Staff were supported with a planned induction and on going training to develop their knowledge and skills. Supervision, spot checks and appraisals were carried out by managers to support staff.

People were supported to have maximum choice and control of their lives and staff supported them in the least restrictive way possible; the policies and systems in the service supported this practice.

The service supported people as stated in their support plan and this included for some people ensuring they had enough and choices of what to eat and drink. Arrangements were in place and information recorded when the staff had supported people to meet professionals such as GP’s regarding their health care needs.

The service staff supported people to be involved with their own support planning and was flexible to changing the times of support so that people were assisted with personal appointments. Each support plan had been written with the person to identify how their support would be provided to address their individual support needs. Before support was provided an assessment of the persons needs was completed to ensure the staff could meet the person’s needs.

There was a clear complaints system in place and this was explained to people, once they used the service and reminded to them at times of review.

The philosophy of the service was open, transparent and focused on the needs of people who used the service. Staff were supported by a management team who they described as understanding and helpful. The senior staff had systems in place to monitor and audit the service and to take subsequent actions as required.

Inspection carried out on 18 May 2016

During a routine inspection

This inspection took place on the 18 and 19 May 2016 and was announced.

Quality Care Homegivers is a small domiciliary care service providing personal care to people in their own home. On the day of our inspection there were 17 people using the service.

The service had a manager who was new in post, having been employed within the last six months. They were in the process of registering with the Care Quality Commission (CQC). A registered manager is a person who has registered with the Care Quality Commission to manage the. Like registered providers, they are ‘registered persons’. Registered persons have legal responsibility for meeting the requirements in the Health and Social Care Act 2008 and associated Regulations about how the service is run.

We received only positive feedback from people who used the service. People told us they were supported by regular staff who provided consistency of care and they were treated with dignity and respect with no concerns about their safety. Everyone we spoke with expressed their satisfaction with the way the service was managed and the care and support provided by staff.

There was a variation in the quality of care planning including risk assessment and guidance for staff with actions to protect people from the risk of harm. Risk assessments in relation to the management of people’s medicines were not always sufficiently detailed or accurate.

The manager was in the process of improving systems to ensure information was consistent and care plans were regularly reviewed and updated to reflect people’s changing needs.

There were enough qualified, skilled and experienced staff to meet people’s needs. People received care from a staff team that treated them with kindness and were mindful of protecting their rights to choice, dignity and respect.

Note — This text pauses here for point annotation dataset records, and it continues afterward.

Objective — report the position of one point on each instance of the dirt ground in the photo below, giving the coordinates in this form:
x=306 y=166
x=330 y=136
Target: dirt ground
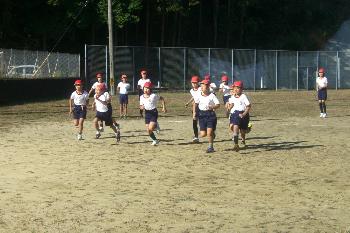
x=293 y=177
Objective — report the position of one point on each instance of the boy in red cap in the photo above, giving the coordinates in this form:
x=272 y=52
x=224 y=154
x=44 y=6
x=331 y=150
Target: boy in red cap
x=148 y=102
x=101 y=101
x=225 y=89
x=194 y=92
x=123 y=89
x=321 y=88
x=207 y=103
x=144 y=79
x=99 y=77
x=239 y=118
x=78 y=101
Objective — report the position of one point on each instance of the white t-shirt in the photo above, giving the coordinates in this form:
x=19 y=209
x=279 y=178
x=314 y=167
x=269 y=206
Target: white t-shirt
x=142 y=82
x=80 y=99
x=194 y=93
x=205 y=101
x=96 y=83
x=225 y=89
x=100 y=107
x=212 y=87
x=321 y=82
x=150 y=102
x=239 y=103
x=123 y=87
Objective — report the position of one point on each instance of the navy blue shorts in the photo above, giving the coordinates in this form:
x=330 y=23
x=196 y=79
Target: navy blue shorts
x=226 y=98
x=79 y=112
x=322 y=94
x=151 y=115
x=123 y=99
x=105 y=116
x=207 y=119
x=241 y=122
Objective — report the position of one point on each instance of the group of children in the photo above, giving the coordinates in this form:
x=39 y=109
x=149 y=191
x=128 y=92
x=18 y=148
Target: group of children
x=205 y=102
x=204 y=105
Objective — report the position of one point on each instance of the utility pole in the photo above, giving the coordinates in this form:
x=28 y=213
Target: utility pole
x=110 y=48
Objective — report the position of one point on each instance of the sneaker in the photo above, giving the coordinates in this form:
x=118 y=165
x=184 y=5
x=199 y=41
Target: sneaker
x=250 y=125
x=155 y=143
x=210 y=150
x=157 y=129
x=117 y=136
x=243 y=145
x=236 y=147
x=195 y=140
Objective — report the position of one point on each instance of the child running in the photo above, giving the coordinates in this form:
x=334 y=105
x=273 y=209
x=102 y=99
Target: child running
x=225 y=89
x=123 y=88
x=207 y=103
x=194 y=92
x=239 y=118
x=78 y=101
x=99 y=77
x=100 y=104
x=144 y=79
x=148 y=102
x=321 y=88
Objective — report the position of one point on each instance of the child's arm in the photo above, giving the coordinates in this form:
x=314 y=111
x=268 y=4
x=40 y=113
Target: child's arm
x=190 y=101
x=163 y=104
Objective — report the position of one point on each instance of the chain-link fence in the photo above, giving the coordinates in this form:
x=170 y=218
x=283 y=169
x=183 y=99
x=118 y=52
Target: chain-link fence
x=38 y=64
x=172 y=68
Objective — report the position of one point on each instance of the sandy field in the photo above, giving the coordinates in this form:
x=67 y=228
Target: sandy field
x=293 y=177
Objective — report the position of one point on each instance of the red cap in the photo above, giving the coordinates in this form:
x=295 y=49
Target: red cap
x=207 y=77
x=101 y=86
x=77 y=83
x=238 y=84
x=321 y=70
x=224 y=78
x=205 y=81
x=195 y=79
x=148 y=85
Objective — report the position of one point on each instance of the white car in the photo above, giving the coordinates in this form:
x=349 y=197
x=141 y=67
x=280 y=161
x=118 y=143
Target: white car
x=22 y=71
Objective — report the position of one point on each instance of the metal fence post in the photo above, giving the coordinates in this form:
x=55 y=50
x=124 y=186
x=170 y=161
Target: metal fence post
x=185 y=60
x=254 y=70
x=297 y=70
x=232 y=65
x=85 y=63
x=276 y=73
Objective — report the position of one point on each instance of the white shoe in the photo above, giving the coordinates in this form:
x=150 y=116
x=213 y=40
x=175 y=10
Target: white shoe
x=155 y=143
x=157 y=129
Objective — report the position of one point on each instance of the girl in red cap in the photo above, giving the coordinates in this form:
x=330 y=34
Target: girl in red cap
x=321 y=88
x=78 y=101
x=148 y=102
x=206 y=102
x=225 y=89
x=239 y=118
x=194 y=92
x=101 y=101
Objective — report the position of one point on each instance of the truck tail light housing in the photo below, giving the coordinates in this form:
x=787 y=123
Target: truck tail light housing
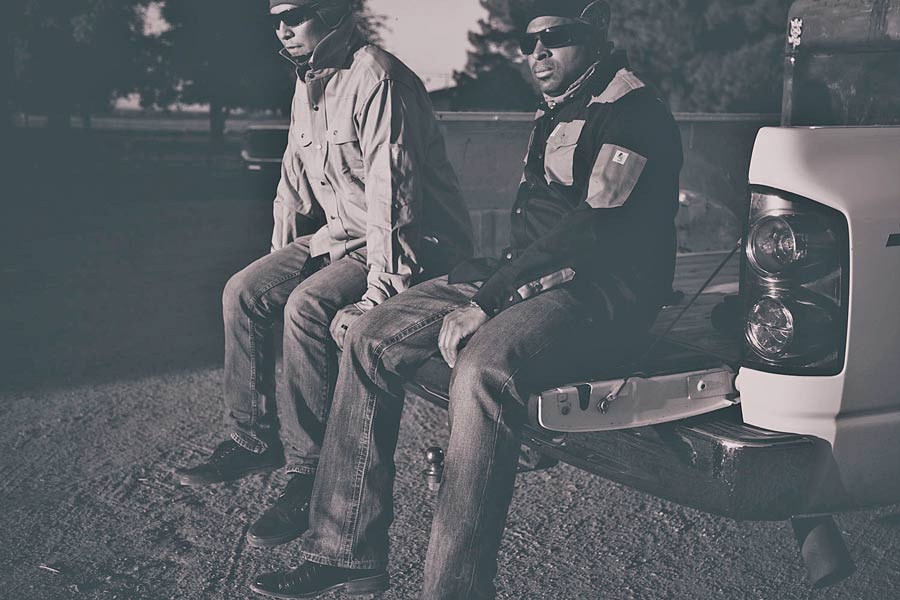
x=795 y=285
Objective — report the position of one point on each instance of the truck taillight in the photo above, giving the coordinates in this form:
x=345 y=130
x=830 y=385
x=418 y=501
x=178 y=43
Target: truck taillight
x=795 y=285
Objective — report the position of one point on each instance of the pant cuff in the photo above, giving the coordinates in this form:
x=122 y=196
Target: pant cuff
x=343 y=564
x=301 y=469
x=248 y=442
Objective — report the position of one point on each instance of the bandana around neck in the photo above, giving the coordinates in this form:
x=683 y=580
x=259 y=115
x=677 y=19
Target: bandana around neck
x=554 y=101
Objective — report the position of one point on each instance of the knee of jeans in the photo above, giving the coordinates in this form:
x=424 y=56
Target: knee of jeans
x=237 y=295
x=304 y=308
x=479 y=374
x=364 y=339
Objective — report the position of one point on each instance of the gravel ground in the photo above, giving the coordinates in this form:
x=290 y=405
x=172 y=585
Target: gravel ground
x=112 y=268
x=87 y=490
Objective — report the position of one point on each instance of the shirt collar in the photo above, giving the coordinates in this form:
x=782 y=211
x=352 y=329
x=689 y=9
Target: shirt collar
x=597 y=77
x=331 y=53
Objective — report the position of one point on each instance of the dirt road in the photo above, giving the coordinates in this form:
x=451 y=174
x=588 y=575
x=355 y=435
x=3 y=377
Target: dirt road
x=111 y=275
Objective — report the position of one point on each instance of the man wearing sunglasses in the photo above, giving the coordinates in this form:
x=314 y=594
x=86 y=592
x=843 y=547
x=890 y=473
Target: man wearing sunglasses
x=367 y=205
x=591 y=263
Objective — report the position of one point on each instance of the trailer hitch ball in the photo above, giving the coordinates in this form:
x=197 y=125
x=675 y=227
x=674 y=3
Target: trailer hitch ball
x=823 y=550
x=434 y=472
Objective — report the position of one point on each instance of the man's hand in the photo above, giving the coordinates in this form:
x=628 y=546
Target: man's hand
x=342 y=322
x=459 y=325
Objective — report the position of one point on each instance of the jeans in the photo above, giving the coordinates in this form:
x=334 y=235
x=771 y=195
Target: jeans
x=544 y=341
x=285 y=285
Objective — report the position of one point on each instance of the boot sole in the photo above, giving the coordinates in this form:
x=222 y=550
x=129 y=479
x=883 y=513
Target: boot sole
x=357 y=587
x=185 y=479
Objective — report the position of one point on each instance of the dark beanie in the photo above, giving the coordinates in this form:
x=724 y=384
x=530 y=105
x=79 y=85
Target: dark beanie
x=594 y=13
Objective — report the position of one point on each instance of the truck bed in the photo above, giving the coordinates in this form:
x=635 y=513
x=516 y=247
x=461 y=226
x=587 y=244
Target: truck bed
x=712 y=462
x=692 y=344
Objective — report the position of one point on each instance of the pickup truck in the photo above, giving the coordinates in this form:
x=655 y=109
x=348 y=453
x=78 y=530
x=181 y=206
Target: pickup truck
x=771 y=390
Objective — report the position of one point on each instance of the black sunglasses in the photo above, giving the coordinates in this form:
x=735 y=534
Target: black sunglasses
x=559 y=36
x=291 y=18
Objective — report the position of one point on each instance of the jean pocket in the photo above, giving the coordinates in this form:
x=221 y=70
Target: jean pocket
x=559 y=160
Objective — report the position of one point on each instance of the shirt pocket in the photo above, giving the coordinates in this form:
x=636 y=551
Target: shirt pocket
x=559 y=159
x=347 y=156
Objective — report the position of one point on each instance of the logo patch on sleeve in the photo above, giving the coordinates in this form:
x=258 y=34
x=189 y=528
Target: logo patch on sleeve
x=620 y=157
x=614 y=176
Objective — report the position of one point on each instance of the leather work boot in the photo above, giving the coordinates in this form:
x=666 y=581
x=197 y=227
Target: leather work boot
x=311 y=580
x=231 y=461
x=288 y=518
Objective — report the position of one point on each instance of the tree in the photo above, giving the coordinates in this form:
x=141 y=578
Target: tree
x=704 y=55
x=73 y=56
x=224 y=54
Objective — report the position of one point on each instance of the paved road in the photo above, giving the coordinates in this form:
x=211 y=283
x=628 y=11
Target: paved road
x=111 y=273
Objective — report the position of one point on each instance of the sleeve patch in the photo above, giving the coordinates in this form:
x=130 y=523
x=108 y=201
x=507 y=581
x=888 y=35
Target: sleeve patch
x=614 y=176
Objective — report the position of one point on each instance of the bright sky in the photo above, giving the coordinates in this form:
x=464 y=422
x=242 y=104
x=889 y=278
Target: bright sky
x=431 y=36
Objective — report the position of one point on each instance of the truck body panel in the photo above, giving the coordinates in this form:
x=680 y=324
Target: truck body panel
x=855 y=170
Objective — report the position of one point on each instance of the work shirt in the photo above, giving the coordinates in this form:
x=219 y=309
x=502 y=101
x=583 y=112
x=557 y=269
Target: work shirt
x=596 y=205
x=366 y=156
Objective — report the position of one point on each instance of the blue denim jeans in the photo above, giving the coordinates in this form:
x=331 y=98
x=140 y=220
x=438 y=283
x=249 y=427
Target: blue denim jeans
x=541 y=342
x=283 y=286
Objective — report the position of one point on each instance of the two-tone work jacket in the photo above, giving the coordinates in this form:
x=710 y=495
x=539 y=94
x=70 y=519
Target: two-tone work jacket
x=365 y=156
x=596 y=205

Staff were supported with a planned induction and ongoing training opportunities. However, planning for supervision and access to team meetings was sporadic. The manager was new in post and told us they planned to provide regular opportunities to staff to discuss their work performance and plan their training and development needs.

The culture of the service was open, transparent and focused on the needs of people who used the service. Staff were supported by the manager who they described as supportive, approachable and hands on.

People found the manager responded promptly to any concerns. People were provided with opportunities to express their views regarding the quality of the service, through annual satisfaction surveys. The provider recognised that further work was needed to audit the care and to ensure feedback from people was analysed and used to in planning continuous improvement of the service.